A data frame containing the variables to analyze, with variables at columns and observations at rows:

Continuous variables: Numeric.
Categorical variables: Factor (Ordinal Categorical variables: ordered Factor).

add_var()

The add_var() function prepares your dataset for downstream analysis by classifying variables into:

Continuous variables: Further subdivided by normality and equal variance assumptions.
Categorical variables: Further subdivided by ordered status and expected frequency.

Usage

Specify the variables to summarize in var and the grouping variable in group.

data <- iris %>%
  add_var(var = c("Sepal.Length", "Sepal.Width"), group = "Species")

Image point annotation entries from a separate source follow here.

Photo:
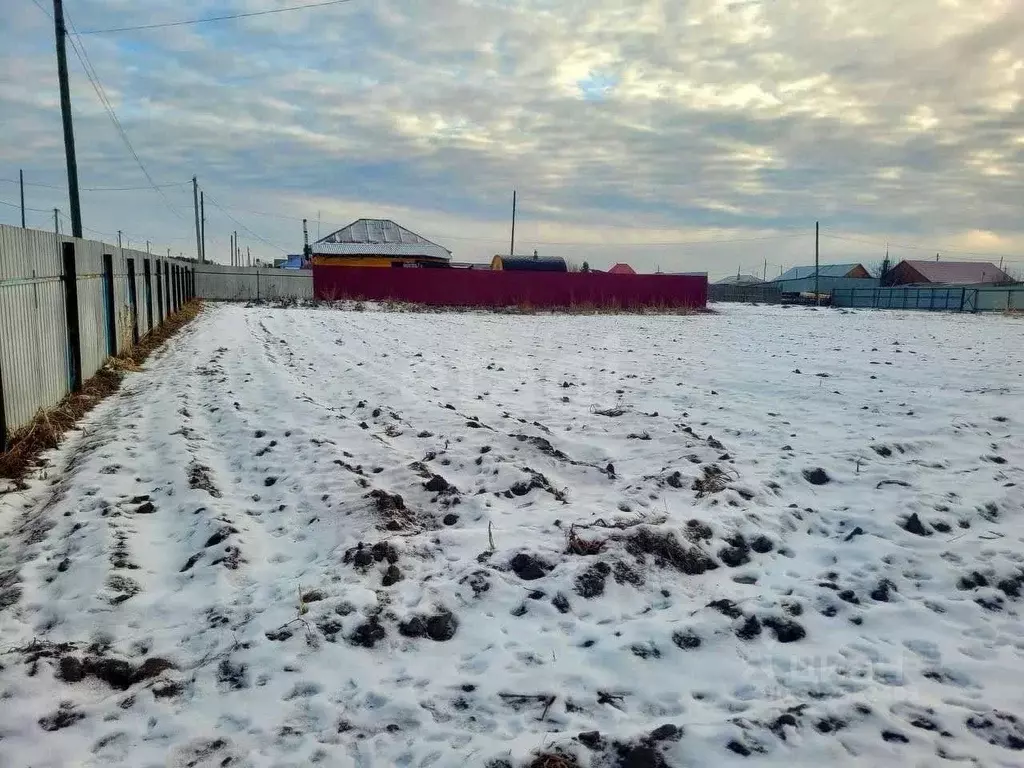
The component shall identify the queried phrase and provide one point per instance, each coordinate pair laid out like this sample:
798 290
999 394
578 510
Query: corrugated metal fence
252 284
67 305
935 298
503 288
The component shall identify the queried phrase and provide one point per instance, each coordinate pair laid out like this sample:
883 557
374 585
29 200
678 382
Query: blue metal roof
535 263
824 270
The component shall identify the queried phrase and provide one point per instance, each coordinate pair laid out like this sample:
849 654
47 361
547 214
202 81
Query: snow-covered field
770 536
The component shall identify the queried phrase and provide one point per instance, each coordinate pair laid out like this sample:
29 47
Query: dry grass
44 432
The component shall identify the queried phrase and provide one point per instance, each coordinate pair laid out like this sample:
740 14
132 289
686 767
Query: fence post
3 417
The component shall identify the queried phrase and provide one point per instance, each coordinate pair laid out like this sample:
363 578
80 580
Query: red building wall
486 288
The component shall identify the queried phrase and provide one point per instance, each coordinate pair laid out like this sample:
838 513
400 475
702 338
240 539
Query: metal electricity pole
61 36
817 300
202 222
199 236
512 244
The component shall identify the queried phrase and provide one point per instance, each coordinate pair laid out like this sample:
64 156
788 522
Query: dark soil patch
894 736
538 481
368 634
698 531
687 639
638 756
199 478
750 629
882 591
912 524
65 716
712 480
999 728
726 608
544 445
561 603
591 582
437 484
232 676
816 476
737 553
625 574
528 567
391 576
785 630
668 552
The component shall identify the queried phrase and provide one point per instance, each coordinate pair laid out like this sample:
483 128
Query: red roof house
945 273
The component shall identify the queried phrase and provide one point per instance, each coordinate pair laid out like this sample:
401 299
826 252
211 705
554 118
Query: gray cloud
714 121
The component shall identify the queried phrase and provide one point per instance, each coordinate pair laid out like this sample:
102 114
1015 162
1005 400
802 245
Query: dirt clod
912 524
816 476
528 567
591 582
668 552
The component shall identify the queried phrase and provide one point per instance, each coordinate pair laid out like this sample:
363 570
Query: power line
18 205
95 188
209 19
931 249
243 226
90 72
48 14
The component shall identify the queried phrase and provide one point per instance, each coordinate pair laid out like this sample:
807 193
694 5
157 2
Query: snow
211 515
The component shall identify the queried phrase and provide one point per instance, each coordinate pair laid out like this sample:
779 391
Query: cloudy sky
685 134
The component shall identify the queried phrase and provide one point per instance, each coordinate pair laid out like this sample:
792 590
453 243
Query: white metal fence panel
91 307
35 350
252 284
33 331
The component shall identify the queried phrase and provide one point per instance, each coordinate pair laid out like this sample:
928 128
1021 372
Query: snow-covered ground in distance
305 537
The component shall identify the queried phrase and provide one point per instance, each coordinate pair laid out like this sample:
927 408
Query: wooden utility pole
199 236
816 238
512 244
61 37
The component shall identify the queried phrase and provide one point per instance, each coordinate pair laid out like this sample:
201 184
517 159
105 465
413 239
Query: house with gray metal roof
829 276
912 271
378 243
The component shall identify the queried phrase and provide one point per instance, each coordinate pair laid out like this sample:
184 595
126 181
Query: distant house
622 268
739 280
378 243
532 263
801 280
825 270
911 272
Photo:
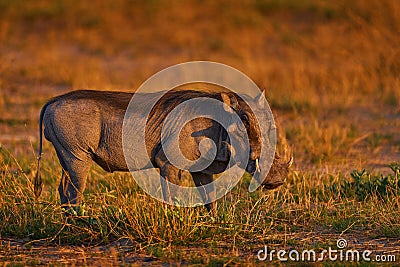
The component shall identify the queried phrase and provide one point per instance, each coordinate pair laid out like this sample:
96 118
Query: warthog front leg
200 179
168 172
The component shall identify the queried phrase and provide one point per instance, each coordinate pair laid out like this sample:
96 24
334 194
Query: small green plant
364 184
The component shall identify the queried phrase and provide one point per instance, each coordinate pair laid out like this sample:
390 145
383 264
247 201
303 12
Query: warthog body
86 126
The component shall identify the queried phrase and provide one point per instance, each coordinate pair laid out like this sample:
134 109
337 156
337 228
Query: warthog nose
257 166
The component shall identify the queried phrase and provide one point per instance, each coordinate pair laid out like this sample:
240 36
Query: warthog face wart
86 126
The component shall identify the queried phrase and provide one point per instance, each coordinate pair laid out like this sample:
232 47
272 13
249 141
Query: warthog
86 126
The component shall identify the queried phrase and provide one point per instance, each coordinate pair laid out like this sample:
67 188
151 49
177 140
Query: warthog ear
259 99
229 100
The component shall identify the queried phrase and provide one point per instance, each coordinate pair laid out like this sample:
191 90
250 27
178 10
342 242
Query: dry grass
331 72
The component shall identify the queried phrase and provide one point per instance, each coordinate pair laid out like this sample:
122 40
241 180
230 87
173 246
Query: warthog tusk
290 162
257 166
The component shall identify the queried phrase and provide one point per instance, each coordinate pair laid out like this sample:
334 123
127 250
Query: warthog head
279 168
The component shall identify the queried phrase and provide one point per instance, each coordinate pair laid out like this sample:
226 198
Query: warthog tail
38 184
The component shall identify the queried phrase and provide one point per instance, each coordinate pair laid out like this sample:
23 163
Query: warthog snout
277 174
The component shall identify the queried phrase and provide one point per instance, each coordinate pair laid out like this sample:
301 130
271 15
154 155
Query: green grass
116 208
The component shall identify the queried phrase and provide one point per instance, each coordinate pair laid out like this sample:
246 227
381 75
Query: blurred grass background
331 70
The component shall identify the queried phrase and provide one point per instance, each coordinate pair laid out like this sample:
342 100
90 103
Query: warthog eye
245 120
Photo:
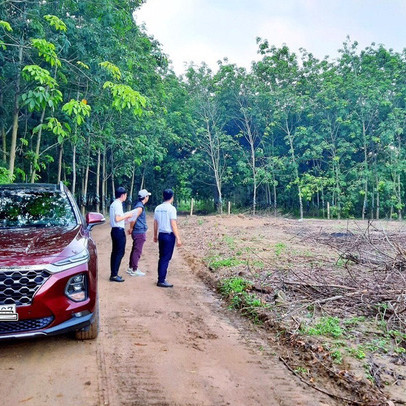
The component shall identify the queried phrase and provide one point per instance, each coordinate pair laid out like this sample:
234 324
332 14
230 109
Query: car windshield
35 209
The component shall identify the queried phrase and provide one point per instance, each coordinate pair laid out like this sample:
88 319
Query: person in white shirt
117 222
167 234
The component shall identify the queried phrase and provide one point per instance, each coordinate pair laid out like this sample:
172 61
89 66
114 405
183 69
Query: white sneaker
131 272
138 273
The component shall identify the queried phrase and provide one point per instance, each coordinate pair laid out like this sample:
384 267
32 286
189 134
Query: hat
143 193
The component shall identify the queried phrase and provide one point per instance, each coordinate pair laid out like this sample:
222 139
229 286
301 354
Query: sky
210 30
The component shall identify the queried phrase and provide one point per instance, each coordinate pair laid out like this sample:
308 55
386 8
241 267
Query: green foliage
236 291
279 248
289 135
55 22
5 25
4 176
39 75
79 110
326 326
124 97
224 262
112 69
46 50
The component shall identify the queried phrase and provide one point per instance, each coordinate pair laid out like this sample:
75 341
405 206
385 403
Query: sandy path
156 347
177 346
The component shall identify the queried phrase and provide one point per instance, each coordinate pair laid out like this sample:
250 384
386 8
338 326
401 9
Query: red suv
48 263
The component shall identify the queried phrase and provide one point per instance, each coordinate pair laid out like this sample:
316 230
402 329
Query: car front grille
19 286
8 327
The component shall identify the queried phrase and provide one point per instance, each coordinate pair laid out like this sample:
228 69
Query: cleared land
332 294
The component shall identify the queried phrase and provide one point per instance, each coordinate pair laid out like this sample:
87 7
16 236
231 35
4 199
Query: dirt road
156 346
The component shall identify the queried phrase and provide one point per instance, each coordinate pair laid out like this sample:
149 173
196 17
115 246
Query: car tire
91 332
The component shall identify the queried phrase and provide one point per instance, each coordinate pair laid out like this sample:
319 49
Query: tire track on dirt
180 346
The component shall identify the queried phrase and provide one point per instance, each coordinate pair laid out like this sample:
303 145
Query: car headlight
75 260
76 288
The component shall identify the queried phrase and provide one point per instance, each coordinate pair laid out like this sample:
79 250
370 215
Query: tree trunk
74 168
85 184
97 198
37 148
4 143
292 150
14 132
60 160
104 183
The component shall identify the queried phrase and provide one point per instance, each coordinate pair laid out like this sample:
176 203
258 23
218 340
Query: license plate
8 312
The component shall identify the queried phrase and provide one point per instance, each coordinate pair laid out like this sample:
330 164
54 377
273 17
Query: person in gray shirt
138 230
117 222
167 234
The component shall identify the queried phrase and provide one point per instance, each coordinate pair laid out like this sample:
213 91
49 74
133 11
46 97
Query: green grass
326 326
224 262
279 248
236 290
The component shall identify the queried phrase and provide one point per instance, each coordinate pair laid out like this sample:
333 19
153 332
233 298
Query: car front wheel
90 332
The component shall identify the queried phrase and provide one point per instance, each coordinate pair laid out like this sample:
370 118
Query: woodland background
88 98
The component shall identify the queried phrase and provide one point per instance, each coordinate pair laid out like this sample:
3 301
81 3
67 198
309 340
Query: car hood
36 246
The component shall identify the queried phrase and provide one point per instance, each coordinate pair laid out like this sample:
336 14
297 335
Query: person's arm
175 230
123 216
155 231
132 223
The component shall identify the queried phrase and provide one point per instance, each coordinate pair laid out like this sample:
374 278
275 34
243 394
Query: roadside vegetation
331 293
89 98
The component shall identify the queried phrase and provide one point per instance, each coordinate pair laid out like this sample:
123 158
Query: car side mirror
94 219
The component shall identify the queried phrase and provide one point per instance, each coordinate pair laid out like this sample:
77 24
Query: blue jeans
118 239
166 247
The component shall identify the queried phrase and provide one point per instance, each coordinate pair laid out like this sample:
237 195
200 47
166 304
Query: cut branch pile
369 278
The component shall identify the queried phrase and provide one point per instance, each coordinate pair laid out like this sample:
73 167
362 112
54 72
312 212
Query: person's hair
167 194
120 191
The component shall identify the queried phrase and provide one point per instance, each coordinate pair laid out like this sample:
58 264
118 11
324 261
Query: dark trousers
166 247
118 239
138 243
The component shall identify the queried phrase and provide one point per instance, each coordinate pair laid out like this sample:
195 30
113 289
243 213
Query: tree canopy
88 98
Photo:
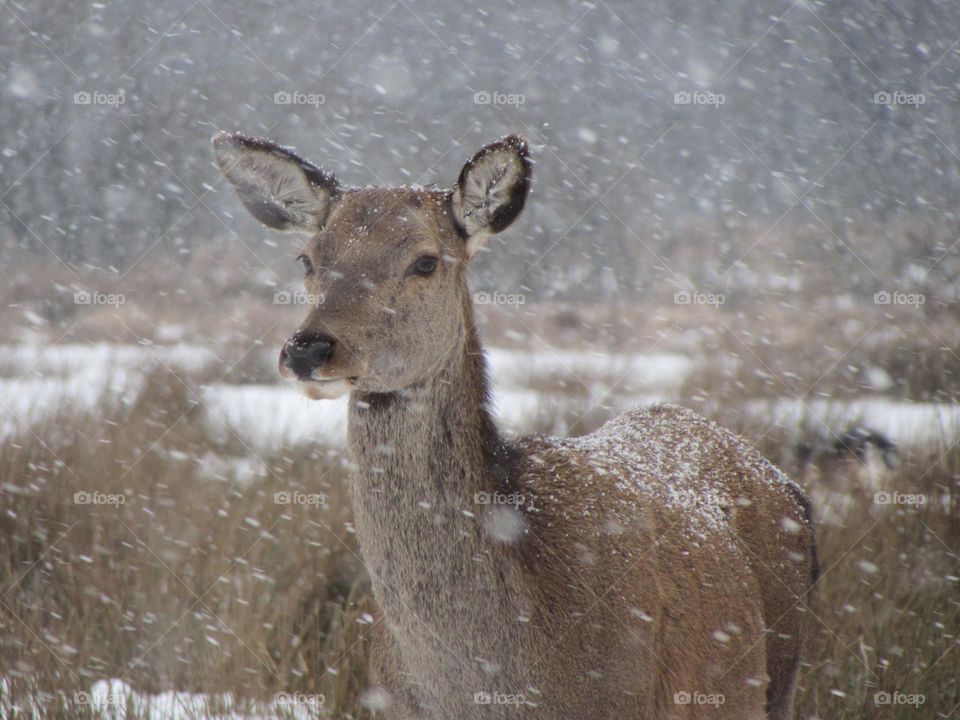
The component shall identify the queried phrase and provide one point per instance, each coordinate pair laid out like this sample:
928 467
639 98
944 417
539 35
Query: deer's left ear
492 190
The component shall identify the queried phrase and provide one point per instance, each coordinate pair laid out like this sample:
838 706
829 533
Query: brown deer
654 569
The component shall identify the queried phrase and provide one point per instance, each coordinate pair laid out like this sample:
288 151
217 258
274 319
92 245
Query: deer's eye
425 264
307 265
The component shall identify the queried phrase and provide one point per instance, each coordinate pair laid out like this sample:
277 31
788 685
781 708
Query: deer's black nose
303 355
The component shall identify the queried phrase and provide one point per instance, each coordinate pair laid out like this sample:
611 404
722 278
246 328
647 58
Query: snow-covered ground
40 380
116 700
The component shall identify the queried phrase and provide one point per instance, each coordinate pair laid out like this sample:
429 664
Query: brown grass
200 583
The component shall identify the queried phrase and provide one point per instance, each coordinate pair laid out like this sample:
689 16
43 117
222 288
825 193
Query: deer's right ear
491 190
279 188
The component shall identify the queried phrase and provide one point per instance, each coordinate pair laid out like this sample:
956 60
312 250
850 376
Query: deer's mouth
327 388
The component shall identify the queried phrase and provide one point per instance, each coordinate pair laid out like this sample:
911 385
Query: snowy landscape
745 209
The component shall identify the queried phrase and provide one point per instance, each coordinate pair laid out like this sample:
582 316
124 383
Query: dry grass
200 582
197 582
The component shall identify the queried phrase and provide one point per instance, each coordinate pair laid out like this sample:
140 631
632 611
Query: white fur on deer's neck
422 456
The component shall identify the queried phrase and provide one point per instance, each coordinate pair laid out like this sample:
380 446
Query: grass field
140 544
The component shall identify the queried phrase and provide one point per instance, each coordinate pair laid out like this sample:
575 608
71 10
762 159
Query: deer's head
385 267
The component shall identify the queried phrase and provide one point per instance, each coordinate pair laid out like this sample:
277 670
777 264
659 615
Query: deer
657 568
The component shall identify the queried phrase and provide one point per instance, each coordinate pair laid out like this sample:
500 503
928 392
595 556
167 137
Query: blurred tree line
821 112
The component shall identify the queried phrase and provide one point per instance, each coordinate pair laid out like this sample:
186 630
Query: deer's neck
422 458
424 453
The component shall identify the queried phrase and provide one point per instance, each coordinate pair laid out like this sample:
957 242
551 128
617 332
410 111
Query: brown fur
656 557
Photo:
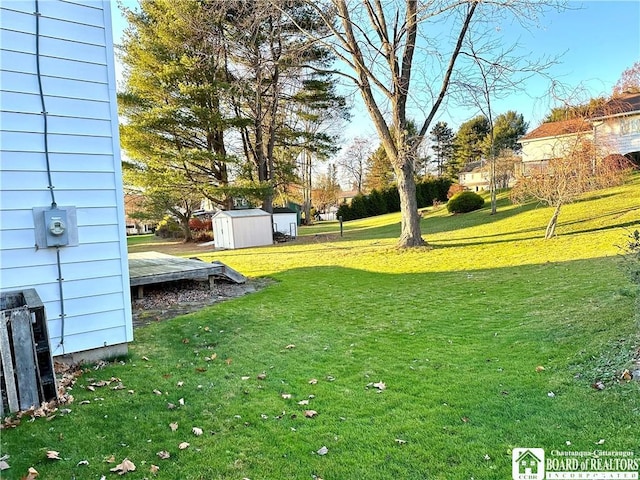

The function can automatically checks normality using statistical tests. You can choose:

norm

'auto': By default, automatically checks normality, but the same as ask when n > 1000.
'ask': Displays automatic result, QQ plots and prompts for manual confirmation.
true: Treats all variables as normal.
false: Treats all variables as non-normal.

data <- iris %>%
  add_var(var = c("Sepal.Length", "Sepal.Width"), group = "Species", norm = "ask")

add_summary()

The add_summary() function summarize your dataset from add_var() result with:

A summary dataframe with rows as the variables and columns as the group.

Usage

Just input the result from add_var()

summary <- data %>%
  add_summary()

If you want to custom the summary style, You can choose:

add_overall

TRUE: By default, include an “Overall” summary column.
FALSE: Show only groups summary column.

continuous_format

Format string to override both norm_continuous_format, and unnorm_continuous_format.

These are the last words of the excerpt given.